EVMbench evaluates AI agents across three distinct capability modes, each targeting a different phase of the smart contract security lifecycle.

Mode Description
Detect Agents audit a smart contract repository and are scored on recall of ground-truth vulnerabilities and associated audit rewards
Patch Agents modify vulnerable contracts while preserving intended functionality, verified through automated tests and exploit checks
Exploit Agents execute end-to-end fund-draining attacks against deployed contracts in a sandboxed blockchain environment, graded via transaction replay and on-chain verification

To support reproducible evaluation, OpenAI developed a Rust-based harness that deploys contracts deterministically and restricts unsafe RPC methods. All exploit tasks run in an isolated local Anvil environment rather than on live networks.

Frontier model performance on EVMbench reveals clear behavioral differences across task types. In the exploit mode, GPT‑5.3‑Codex achieved a score of 72.2%, a substantial improvement over GPT‑5, which scored 31.9% approximately six months prior.

Agents consistently perform best on exploit tasks, where the objective is explicit: drain funds and iterate until successful. Detect and patch modes remain harder, with agents sometimes stopping after identifying a single vulnerability rather than completing a full audit, and struggling to remove subtle flaws without breaking existing contract functionality.

OpenAI acknowledged that EVMbench does not fully reflect the difficulty of real-world smart contract security, and that its grading system cannot currently distinguish between true vulnerabilities and false positives when agents find issues beyond the human-auditor baseline.

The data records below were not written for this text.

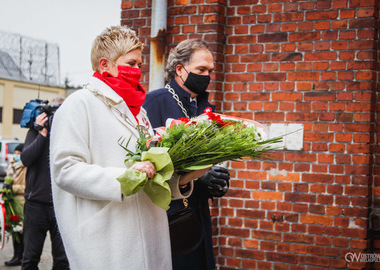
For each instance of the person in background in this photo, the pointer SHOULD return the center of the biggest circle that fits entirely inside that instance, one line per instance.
(39, 216)
(188, 68)
(100, 227)
(16, 174)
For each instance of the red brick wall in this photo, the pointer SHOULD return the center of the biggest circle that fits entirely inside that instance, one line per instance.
(278, 61)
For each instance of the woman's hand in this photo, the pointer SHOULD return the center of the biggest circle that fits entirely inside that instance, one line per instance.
(41, 120)
(186, 178)
(146, 167)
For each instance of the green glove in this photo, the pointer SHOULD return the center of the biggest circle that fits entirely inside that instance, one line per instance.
(157, 189)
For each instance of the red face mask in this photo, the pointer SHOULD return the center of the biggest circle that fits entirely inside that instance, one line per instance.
(126, 85)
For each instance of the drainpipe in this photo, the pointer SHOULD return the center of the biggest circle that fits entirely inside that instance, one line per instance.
(157, 44)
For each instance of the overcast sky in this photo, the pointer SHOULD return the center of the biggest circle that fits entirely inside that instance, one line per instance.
(72, 24)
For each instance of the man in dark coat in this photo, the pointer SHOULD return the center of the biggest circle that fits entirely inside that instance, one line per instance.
(188, 68)
(39, 217)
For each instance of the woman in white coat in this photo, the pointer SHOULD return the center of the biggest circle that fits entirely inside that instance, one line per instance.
(102, 229)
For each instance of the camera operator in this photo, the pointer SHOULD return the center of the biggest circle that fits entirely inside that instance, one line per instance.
(39, 214)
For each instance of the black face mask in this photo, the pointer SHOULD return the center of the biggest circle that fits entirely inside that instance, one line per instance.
(197, 83)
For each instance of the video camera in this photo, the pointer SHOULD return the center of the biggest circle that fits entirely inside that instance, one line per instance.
(34, 108)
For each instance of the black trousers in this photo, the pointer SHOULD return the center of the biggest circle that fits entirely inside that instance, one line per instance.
(38, 220)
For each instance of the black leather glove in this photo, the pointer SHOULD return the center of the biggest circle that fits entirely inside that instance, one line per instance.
(216, 180)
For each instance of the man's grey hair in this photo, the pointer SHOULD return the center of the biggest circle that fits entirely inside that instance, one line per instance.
(181, 55)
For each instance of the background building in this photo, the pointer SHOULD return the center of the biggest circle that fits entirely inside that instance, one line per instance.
(314, 63)
(29, 69)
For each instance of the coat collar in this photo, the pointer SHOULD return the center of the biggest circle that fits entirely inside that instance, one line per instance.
(117, 102)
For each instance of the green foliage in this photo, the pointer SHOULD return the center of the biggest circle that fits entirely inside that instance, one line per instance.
(14, 212)
(206, 143)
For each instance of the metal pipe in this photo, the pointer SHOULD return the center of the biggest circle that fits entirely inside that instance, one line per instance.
(157, 44)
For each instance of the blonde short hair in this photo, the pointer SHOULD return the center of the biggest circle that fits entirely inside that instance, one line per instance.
(112, 43)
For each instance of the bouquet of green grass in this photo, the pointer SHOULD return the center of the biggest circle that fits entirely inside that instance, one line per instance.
(192, 144)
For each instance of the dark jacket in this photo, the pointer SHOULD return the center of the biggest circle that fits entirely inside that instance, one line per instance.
(35, 156)
(160, 105)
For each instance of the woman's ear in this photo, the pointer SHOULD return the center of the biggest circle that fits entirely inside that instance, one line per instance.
(104, 64)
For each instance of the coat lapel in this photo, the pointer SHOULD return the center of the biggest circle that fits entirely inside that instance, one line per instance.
(117, 105)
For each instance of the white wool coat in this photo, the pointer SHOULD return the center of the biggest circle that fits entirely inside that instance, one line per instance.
(100, 229)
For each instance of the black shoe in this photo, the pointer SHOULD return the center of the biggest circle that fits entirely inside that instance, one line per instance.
(13, 262)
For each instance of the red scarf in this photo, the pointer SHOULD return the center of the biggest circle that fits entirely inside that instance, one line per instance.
(127, 86)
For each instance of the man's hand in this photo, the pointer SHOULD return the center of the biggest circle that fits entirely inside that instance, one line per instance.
(216, 180)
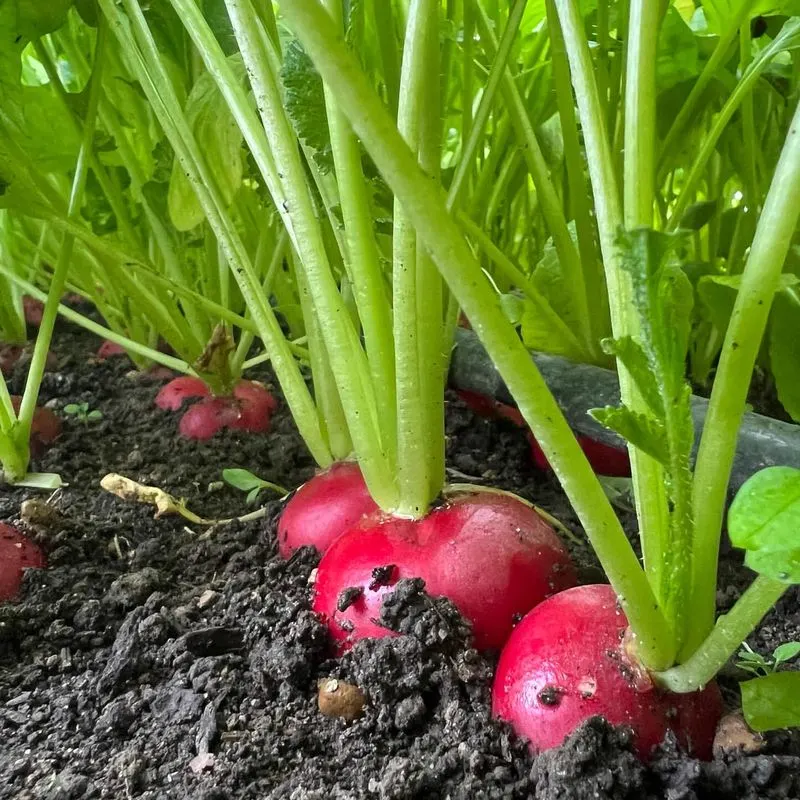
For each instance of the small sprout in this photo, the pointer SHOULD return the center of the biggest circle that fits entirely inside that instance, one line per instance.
(246, 481)
(83, 413)
(761, 666)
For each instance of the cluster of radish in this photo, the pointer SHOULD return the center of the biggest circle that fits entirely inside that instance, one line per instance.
(564, 653)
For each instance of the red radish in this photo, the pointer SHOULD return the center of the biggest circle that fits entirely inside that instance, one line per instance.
(323, 508)
(491, 554)
(179, 390)
(605, 459)
(45, 428)
(249, 408)
(109, 349)
(566, 662)
(34, 310)
(17, 553)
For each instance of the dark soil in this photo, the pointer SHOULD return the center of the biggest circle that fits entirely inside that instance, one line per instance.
(156, 659)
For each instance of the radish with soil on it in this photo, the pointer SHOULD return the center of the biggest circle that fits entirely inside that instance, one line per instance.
(17, 553)
(677, 650)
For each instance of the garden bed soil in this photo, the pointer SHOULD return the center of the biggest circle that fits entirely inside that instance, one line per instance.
(157, 659)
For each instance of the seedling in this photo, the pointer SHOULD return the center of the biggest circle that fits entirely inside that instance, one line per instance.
(82, 412)
(246, 481)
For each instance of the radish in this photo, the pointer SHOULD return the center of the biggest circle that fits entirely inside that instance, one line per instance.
(17, 553)
(109, 349)
(45, 428)
(323, 508)
(490, 553)
(173, 395)
(249, 408)
(567, 661)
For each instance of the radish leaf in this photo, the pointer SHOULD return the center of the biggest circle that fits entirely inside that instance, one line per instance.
(763, 520)
(772, 702)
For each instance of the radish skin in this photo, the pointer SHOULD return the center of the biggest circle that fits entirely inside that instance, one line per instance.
(332, 502)
(17, 553)
(567, 661)
(491, 554)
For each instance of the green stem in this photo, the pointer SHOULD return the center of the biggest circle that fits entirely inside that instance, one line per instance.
(151, 73)
(726, 407)
(363, 257)
(346, 355)
(729, 632)
(425, 203)
(59, 278)
(639, 192)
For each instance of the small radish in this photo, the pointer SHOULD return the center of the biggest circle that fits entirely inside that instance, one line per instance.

Alongside the benchmark release, OpenAI committed $10 million in API credits through its Cybersecurity Grant Program to accelerate defensive security research, particularly for open-source software and critical infrastructure.

The company also announced the expansion of Aardvark, its security research agent, through a private beta program. EVMbench’s tasks, tooling, and evaluation framework have been released publicly to support continued research into AI-driven cyber capabilities.